Dra. Boskey, que trabalha no Centro de Cirurgia de Gênero do Hospital Infantil de Boston, observa: “O simples estabelecimento das diretrizes de idade não elimina a necessidade de avaliar adequadamente se a cirurgia é algo que deveria estar acontecendo”, disse ela.
“Eles precisarão garantir que o paciente esteja apropriado para essa cirurgia, que eles estejam sendo diagnosticados com disforia de gênero, que estejam tomando hormônios conforme apropriado, que estejam vivendo em seu gênero afirmado e que estejam cientes de todas as mudança que passarão”, disse ela. “São cirurgias que requerem avaliação bastante intensa para garantir que sejam apropriadas. Mas isso precisa vir do lado clínico e não político.”
Os jovens trans se arrependerão da cirurgia de mudança de sexo? O que a ciência diz?
As pesquisa apóiam os benefícios de intervenções precoces.
Um estudo de 2018 publicado na JAMA Pediatrics, com 136 jovens e adultos transmasculinos com idades entre 13 e 25 anos atendidos no Hospital Infantil de Los Angeles, descobre que, em média, disforia torácica ou angústia causada pelo peito eram significativamente maiores entre os participantes que não receberam cirurgia de reconstrução torácica em comparação com aqueles que receberam.
As complicações graves entre o grupo que fez cirurgia foram raras, e apenas um dos 68 pacientes que recebeu a cirurgia relatou sentir arrependimento às vezes, com os outros 67 relatando não se arrepender do procedimento.
O tempo decorrido entre a cirurgia e a pesquisa variou de menos de 1 ano a 5 anos.
“Dados esses achados”, concluem os autores, “as diretrizes profissionais e a prática clínica devem considerar os pacientes para cirurgia torácica com base nas necessidades individuais e não na idade cronológica”.
Aqueles que estudam o impacto do acesso precoce a cirurgias de mudança de sexo geralmente apontam para pesquisas na Holanda. O lugar onde surgiu uma das primeiras clínicas abrangentes de gênero.
“[Eles] provavelmente obtiveram muitos dados sobre adolescentes transgêneros não conformes ao sexo, que foram seguidos longitudinalmente e prospectivamente da maneira mais rigorosa. Os dados indicam que as pessoas se dão bem com acesso e intervenções precoces”, diz Dr. Schechter. “No início, eu quero dizer adolescência tardia – não estamos falando, é claro, de operar crianças ou bebês.”
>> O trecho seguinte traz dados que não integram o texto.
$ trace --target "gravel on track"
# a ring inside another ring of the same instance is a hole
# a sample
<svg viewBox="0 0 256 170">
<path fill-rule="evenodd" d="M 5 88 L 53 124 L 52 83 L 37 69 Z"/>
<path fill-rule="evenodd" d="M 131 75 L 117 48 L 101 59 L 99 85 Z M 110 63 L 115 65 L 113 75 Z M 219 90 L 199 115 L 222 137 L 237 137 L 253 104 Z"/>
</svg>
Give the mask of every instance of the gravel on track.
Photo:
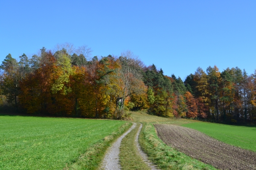
<svg viewBox="0 0 256 170">
<path fill-rule="evenodd" d="M 256 153 L 226 144 L 196 130 L 170 125 L 154 125 L 167 144 L 222 170 L 256 170 Z"/>
<path fill-rule="evenodd" d="M 103 160 L 102 168 L 104 170 L 121 170 L 121 166 L 119 163 L 119 148 L 121 145 L 121 142 L 123 138 L 127 134 L 129 133 L 136 126 L 136 123 L 133 123 L 131 127 L 125 133 L 123 134 L 114 143 L 112 146 L 108 151 L 107 154 Z"/>
<path fill-rule="evenodd" d="M 140 123 L 139 123 L 140 124 L 140 128 L 139 128 L 139 130 L 138 132 L 137 132 L 137 133 L 136 134 L 136 136 L 135 137 L 135 143 L 136 144 L 136 146 L 137 147 L 137 149 L 138 149 L 138 151 L 139 151 L 139 153 L 141 156 L 142 157 L 142 159 L 143 161 L 148 164 L 148 165 L 150 167 L 152 170 L 157 170 L 158 169 L 156 167 L 152 164 L 148 158 L 148 156 L 147 155 L 144 153 L 144 152 L 141 150 L 140 148 L 140 144 L 139 144 L 139 135 L 140 135 L 140 133 L 141 130 L 141 128 L 142 128 L 142 124 Z"/>
</svg>

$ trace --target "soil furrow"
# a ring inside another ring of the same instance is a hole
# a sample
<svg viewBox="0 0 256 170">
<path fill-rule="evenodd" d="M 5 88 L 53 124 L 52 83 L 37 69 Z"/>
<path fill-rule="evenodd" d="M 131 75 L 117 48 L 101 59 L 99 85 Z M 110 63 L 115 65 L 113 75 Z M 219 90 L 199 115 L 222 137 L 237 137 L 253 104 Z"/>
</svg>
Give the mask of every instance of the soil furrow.
<svg viewBox="0 0 256 170">
<path fill-rule="evenodd" d="M 223 170 L 256 169 L 256 153 L 227 144 L 197 130 L 154 125 L 159 137 L 186 155 Z"/>
</svg>

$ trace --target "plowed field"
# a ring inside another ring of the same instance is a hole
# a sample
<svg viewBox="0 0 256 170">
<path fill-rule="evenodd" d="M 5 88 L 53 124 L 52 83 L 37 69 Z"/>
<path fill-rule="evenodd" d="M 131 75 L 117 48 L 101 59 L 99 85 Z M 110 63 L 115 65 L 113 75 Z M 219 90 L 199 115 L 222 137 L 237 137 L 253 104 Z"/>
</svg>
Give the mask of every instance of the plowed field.
<svg viewBox="0 0 256 170">
<path fill-rule="evenodd" d="M 256 169 L 255 152 L 225 144 L 189 128 L 169 125 L 154 126 L 165 143 L 217 168 Z"/>
</svg>

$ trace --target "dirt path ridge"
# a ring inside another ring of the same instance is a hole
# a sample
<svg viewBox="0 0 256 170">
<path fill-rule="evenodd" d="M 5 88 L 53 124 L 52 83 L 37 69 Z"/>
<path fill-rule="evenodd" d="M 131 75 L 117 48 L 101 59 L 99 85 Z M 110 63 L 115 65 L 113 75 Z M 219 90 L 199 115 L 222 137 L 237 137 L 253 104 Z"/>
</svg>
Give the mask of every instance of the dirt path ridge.
<svg viewBox="0 0 256 170">
<path fill-rule="evenodd" d="M 121 170 L 121 166 L 119 163 L 119 148 L 123 138 L 136 126 L 136 123 L 133 123 L 133 125 L 126 132 L 120 136 L 107 151 L 103 159 L 102 166 L 103 169 L 108 170 Z"/>
<path fill-rule="evenodd" d="M 256 153 L 218 141 L 194 129 L 154 125 L 166 144 L 187 155 L 222 170 L 256 170 Z"/>
<path fill-rule="evenodd" d="M 143 161 L 148 164 L 148 165 L 151 168 L 152 170 L 158 170 L 158 169 L 157 169 L 156 166 L 153 164 L 148 158 L 148 156 L 147 155 L 144 153 L 144 152 L 141 150 L 140 147 L 140 146 L 139 144 L 139 135 L 140 135 L 140 133 L 141 130 L 141 128 L 142 128 L 142 124 L 140 123 L 139 123 L 140 124 L 140 128 L 139 128 L 139 130 L 137 132 L 137 133 L 136 134 L 136 136 L 135 137 L 135 143 L 136 144 L 136 146 L 137 147 L 137 149 L 138 149 L 138 151 L 139 151 L 139 153 L 141 156 L 142 157 L 142 159 Z"/>
</svg>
A experiência holandesa e o arrependimento da mudança de sexo
Os adolescentes que foram as primeiras 22 pessoas a receberem cirurgia de mudança de sexo na clínica na Holanda mostraram após a cirurgia que não experimentavam mais sofrimento por causa do sexo, segundo uma publicação de 1997 no Journal of the American Academy of Child & Adolescent Psychiatry.
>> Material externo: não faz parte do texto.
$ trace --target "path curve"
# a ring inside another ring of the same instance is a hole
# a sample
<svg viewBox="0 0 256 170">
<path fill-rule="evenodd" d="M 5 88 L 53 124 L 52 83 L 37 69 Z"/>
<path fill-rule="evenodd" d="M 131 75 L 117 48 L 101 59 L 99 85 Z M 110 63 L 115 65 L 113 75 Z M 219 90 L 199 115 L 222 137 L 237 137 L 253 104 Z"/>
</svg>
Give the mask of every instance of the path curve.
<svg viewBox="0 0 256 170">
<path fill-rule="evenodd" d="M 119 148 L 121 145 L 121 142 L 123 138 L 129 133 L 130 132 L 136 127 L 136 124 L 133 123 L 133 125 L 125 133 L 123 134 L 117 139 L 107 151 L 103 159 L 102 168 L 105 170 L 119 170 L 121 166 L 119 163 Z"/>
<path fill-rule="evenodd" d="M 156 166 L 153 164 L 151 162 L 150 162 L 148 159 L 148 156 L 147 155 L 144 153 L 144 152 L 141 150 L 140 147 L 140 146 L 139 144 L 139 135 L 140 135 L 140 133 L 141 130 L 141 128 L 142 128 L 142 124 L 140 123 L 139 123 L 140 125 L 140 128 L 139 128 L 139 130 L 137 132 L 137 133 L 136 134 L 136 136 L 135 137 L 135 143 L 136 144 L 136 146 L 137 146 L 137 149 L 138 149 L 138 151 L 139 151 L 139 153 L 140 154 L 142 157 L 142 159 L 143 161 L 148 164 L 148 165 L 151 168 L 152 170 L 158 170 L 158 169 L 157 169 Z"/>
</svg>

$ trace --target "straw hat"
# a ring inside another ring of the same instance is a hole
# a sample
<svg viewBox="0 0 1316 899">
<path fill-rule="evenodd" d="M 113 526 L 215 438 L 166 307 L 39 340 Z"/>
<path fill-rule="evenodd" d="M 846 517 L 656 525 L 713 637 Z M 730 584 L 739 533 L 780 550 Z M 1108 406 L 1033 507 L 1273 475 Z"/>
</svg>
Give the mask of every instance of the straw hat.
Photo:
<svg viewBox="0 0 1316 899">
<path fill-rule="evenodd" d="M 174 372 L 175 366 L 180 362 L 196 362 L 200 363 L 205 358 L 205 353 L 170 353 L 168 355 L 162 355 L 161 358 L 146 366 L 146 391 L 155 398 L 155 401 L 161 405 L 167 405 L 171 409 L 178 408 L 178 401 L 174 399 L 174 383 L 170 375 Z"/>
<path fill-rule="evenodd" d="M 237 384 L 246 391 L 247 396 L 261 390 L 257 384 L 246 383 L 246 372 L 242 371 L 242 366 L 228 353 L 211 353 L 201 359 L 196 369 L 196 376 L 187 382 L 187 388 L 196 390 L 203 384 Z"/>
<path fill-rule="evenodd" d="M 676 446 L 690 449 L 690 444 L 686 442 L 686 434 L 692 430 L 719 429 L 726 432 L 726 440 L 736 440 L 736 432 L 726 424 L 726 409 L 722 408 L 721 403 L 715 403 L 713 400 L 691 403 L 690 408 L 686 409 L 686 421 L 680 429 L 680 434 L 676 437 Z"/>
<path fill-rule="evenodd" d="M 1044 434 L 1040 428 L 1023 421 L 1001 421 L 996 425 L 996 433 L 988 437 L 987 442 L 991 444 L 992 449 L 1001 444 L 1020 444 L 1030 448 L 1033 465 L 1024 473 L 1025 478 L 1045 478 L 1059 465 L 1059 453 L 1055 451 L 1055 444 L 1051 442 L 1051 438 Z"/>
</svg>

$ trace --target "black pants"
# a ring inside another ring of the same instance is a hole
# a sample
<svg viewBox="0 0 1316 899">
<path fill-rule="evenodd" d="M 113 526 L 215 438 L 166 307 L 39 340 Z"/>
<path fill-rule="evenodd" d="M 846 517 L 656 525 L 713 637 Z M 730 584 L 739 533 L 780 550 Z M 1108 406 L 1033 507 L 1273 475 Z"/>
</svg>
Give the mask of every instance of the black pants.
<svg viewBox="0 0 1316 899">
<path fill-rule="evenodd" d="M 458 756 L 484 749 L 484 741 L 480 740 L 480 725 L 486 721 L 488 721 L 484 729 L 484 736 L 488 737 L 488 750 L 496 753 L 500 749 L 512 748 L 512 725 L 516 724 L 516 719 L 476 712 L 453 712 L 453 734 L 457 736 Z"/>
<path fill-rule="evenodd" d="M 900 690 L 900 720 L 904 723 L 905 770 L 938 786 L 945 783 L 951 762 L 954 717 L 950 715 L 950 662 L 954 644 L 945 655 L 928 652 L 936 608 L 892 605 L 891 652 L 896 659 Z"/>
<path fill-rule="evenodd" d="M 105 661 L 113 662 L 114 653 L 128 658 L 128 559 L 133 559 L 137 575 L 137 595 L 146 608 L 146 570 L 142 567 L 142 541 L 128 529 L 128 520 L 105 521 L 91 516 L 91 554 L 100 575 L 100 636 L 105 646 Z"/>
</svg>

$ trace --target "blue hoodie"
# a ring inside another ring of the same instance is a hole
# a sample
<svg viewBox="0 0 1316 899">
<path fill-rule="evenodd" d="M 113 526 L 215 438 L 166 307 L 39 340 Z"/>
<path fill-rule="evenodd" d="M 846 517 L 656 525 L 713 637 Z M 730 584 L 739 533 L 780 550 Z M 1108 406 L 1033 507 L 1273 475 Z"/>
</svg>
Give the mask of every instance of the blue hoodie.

O estudo também mostrou que os 22 adolescentes pontuaram dentro da faixa normal para uma série de medidas psicológicas.
Além disso, os autores observam. “Nem um único sujeito expressou sentimentos de arrependimento com a decisão de se submeter à mudança de sexo”.
Um estudo de acompanhamento, publicado quatro anos depois, de outro grupo de 20 adolescentes submetidos a cirurgia após o primeiro grupo de 22 confirmou os achados iniciais.
Outro estudo posterior, na Holanda, enfocou os resultados de 55 jovens adultos trans, que foram submetidos à cirurgia de confirmação de gênero entre 2004 e 2011. Todos os participantes “geralmente ficaram satisfeitos com sua aparência física e nenhum lamentou o tratamento”.
Além disso, a disforia de gênero foi aliviada, a saúde mental melhorou e o bem-estar entre os estudados foi semelhante ou melhor do que seus pares na população em geral.